Decoding the selectivity of intrinsically disordered region interactions
A substantial portion of the protein kingdom consists of intrinsically disordered regions (IDRs) that do not fold into well-defined 3D structures yet perform numerous biological functions and are associated with a broad range of diseases. It has been a long-standing enigma how different IDRs successfully execute their specific functions. Further putting a spotlight on IDRs are recent discoveries of functionally relevant biomolecular assemblies, which in many cases form through liquid-liquid phase separation. At the molecular level, the formation of these biomolecular assemblies is largely driven by weak, multivalent, but selective IDR-IDR interactions, which are distinct from the folding-upon-binding process that a number of IDRs are known to undergo while forming complexes with fixed stoichiometries. Deciphering the multivalent interaction behaviors of IDRs in the context of biomolecular assembly formation, especially their selectivity of interaction partners, is key to understanding IDR functions. Emerging experimental and computational studies have indicated that amino acid sequence-derived features of IDRs may encode molecular recognition between different IDRs. However, the currently available information is far from sufficient to build a comprehensive sequence-interaction-function paradigm for IDRs. It remains completely elusive how the interaction selectivity of an IDR is encoded in its sequence and how the selectivity impacts the cellular functions of IDRs.

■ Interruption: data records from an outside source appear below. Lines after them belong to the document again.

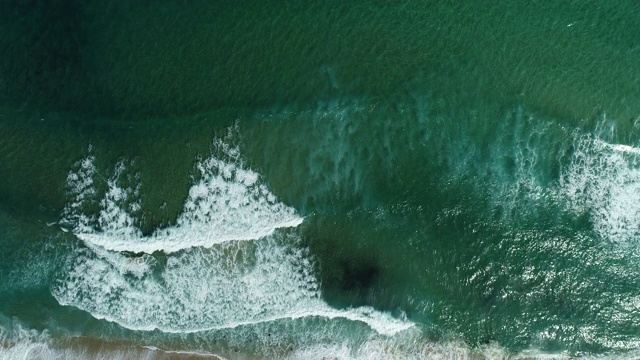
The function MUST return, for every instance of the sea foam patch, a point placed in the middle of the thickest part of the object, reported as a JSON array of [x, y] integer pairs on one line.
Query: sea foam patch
[[227, 202], [603, 181], [225, 286], [208, 276]]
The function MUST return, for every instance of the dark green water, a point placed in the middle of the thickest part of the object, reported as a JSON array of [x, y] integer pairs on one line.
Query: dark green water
[[309, 179]]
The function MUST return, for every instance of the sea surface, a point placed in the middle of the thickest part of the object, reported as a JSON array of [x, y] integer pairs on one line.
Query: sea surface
[[319, 179]]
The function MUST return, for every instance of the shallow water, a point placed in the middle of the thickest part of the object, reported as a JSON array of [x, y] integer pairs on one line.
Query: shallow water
[[416, 179]]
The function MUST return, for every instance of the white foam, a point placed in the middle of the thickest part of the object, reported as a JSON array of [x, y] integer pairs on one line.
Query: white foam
[[204, 280], [225, 286], [603, 181], [228, 202]]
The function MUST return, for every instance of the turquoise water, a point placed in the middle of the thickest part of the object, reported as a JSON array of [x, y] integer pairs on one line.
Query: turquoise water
[[306, 179]]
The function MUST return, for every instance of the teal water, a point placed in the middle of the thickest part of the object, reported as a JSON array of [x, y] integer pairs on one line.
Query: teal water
[[307, 179]]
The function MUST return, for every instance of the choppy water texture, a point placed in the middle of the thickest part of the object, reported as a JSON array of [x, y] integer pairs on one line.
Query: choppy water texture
[[319, 179]]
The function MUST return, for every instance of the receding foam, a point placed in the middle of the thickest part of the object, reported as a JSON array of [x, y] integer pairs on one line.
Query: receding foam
[[228, 202], [210, 276], [225, 286], [603, 181]]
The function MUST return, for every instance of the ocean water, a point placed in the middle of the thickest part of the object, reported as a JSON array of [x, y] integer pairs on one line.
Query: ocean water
[[319, 180]]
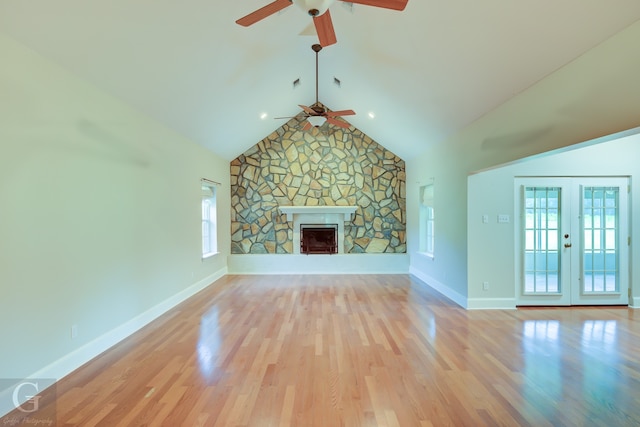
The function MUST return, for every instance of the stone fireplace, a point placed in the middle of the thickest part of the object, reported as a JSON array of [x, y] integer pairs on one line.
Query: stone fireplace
[[317, 239], [318, 217]]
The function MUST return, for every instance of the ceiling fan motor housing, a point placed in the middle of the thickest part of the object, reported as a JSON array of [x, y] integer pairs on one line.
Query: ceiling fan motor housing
[[318, 109], [314, 7]]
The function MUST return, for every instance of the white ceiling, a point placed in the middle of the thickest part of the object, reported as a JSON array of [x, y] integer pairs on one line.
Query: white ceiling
[[425, 72]]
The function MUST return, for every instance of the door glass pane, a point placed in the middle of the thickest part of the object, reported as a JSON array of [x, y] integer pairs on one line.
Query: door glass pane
[[600, 256], [542, 238]]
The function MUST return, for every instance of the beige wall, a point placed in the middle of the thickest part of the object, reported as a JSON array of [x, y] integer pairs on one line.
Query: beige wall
[[596, 95], [99, 214]]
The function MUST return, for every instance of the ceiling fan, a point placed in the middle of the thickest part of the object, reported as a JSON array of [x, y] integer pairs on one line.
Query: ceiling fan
[[319, 10], [316, 115]]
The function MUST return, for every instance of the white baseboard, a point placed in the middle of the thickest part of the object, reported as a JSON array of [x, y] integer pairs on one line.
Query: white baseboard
[[454, 296], [318, 264], [491, 304], [72, 361]]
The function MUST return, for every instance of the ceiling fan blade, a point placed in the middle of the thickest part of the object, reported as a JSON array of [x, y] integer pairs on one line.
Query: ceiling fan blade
[[307, 109], [387, 4], [339, 123], [324, 28], [340, 113], [263, 12], [290, 117]]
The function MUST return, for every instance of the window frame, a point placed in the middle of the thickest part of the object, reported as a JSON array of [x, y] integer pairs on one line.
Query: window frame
[[209, 218]]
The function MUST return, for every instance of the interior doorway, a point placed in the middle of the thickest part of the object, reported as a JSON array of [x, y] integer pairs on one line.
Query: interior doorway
[[572, 241]]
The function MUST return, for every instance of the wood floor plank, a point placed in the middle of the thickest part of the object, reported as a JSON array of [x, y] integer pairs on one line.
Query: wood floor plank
[[358, 350]]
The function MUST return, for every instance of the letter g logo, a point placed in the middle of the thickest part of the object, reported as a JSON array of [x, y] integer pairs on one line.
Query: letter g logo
[[33, 399]]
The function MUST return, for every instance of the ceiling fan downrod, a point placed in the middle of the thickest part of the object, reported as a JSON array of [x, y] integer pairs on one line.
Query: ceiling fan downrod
[[317, 48]]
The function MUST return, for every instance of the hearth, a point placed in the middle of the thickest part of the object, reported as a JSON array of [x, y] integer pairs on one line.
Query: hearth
[[318, 239]]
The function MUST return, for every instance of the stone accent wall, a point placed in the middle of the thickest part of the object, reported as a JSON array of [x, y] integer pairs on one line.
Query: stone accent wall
[[326, 166]]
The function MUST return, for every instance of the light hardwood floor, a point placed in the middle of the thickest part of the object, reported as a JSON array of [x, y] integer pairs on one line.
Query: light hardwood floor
[[359, 350]]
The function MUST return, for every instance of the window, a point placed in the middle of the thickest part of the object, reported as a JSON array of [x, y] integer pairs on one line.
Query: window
[[209, 217], [427, 220]]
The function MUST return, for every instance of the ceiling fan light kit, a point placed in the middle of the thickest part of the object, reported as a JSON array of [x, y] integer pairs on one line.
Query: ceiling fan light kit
[[316, 121]]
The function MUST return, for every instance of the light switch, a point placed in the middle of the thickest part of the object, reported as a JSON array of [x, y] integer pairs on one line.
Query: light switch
[[503, 218]]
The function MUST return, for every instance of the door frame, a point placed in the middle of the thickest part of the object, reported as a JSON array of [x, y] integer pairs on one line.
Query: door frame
[[571, 289]]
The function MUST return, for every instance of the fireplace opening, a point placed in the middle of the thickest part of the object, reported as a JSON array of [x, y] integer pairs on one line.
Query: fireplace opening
[[318, 239]]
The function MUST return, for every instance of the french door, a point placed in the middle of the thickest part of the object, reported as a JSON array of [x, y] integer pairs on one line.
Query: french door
[[573, 241]]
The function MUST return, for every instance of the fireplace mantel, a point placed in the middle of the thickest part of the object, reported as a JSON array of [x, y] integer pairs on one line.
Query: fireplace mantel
[[347, 211]]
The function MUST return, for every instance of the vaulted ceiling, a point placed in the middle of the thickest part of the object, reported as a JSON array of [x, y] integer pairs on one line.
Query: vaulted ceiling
[[423, 73]]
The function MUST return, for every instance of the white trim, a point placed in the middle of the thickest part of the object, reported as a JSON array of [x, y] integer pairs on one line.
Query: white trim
[[318, 264], [72, 361], [347, 211], [454, 296], [491, 304]]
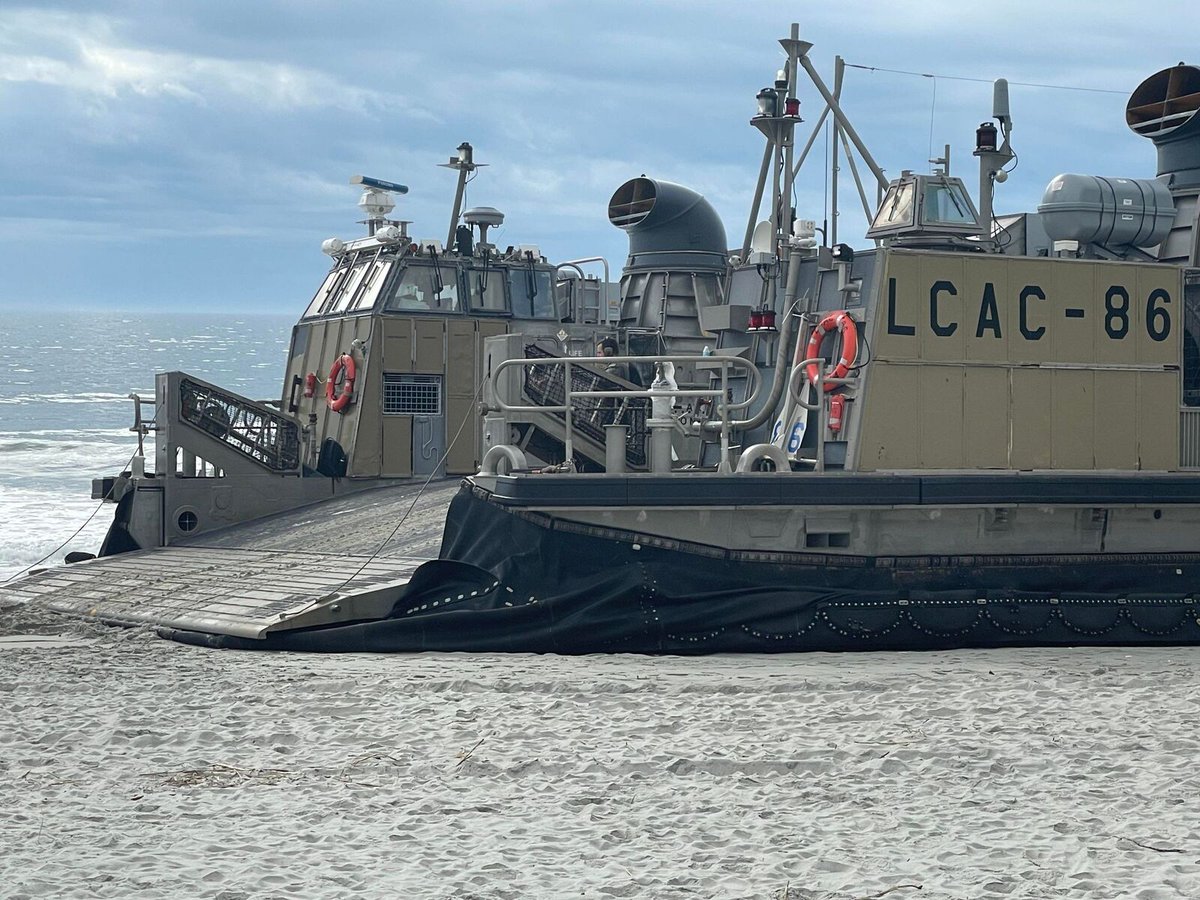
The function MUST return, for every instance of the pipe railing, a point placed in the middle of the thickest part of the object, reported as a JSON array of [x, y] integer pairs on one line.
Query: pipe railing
[[719, 394]]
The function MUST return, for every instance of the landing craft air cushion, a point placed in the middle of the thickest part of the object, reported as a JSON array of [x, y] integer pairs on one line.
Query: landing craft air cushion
[[981, 431]]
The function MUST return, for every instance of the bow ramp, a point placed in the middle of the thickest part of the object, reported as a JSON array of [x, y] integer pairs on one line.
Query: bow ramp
[[244, 593]]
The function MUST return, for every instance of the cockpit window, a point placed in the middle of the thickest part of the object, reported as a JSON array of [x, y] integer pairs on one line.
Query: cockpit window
[[425, 288], [897, 208], [533, 298], [947, 203], [485, 288], [351, 287]]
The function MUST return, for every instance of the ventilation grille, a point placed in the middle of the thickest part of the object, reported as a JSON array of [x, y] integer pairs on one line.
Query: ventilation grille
[[412, 395]]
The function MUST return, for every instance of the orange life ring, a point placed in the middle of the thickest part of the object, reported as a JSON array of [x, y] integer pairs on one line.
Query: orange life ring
[[343, 364], [843, 323]]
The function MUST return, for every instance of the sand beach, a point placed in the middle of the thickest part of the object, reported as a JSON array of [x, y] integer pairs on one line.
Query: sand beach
[[132, 767]]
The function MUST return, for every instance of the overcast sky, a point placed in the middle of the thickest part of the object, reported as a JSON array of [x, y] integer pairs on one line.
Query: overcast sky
[[193, 154]]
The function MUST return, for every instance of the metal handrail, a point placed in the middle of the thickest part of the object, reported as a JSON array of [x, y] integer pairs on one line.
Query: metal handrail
[[719, 394]]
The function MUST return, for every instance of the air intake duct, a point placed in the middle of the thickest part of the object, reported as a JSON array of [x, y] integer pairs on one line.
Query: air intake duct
[[1165, 108], [670, 227]]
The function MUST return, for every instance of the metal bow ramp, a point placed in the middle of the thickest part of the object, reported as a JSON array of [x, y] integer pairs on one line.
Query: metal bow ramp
[[244, 593]]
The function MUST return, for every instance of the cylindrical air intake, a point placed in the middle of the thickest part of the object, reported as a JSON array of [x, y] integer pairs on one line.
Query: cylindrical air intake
[[1164, 108], [670, 226], [1114, 211]]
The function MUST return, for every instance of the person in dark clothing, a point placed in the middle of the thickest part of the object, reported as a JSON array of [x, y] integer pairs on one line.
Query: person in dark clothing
[[607, 347]]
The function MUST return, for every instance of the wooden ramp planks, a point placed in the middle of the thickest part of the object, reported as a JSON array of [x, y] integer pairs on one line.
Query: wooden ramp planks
[[246, 593]]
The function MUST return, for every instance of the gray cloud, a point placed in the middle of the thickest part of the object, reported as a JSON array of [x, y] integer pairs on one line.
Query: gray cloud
[[220, 130]]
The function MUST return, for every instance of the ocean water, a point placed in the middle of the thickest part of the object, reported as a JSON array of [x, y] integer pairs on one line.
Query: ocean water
[[65, 412]]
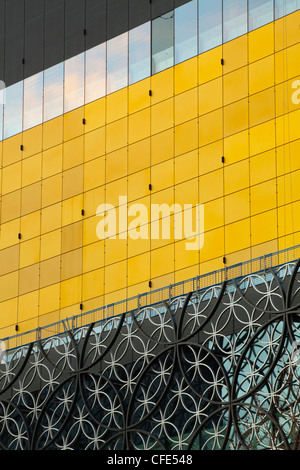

Figure adapted from Chong et al. (2021), J. Mol. Biol. 433, 166724
We will probe the IDR sequence-function relationships in the context of mammalian transcriptional regulation using a combination of quantitative single-cell imaging, proteomic, and bioinformatic approaches. We aim to reveal the interaction selectivity of a host of different IDRs involved in transcription, identify sequence-derived features of IDRs that determine the selectivity, and understand the functional consequences of the selective interactions. The findings we make about transcription protein IDRs are likely applicable to IDRs that are involved in other cellular processes besides transcription. Our ultimate goal is to build a model that predicts the interaction partners of an IDR from its amino acid sequence and achieve de novo design of IDRs with any defined functions.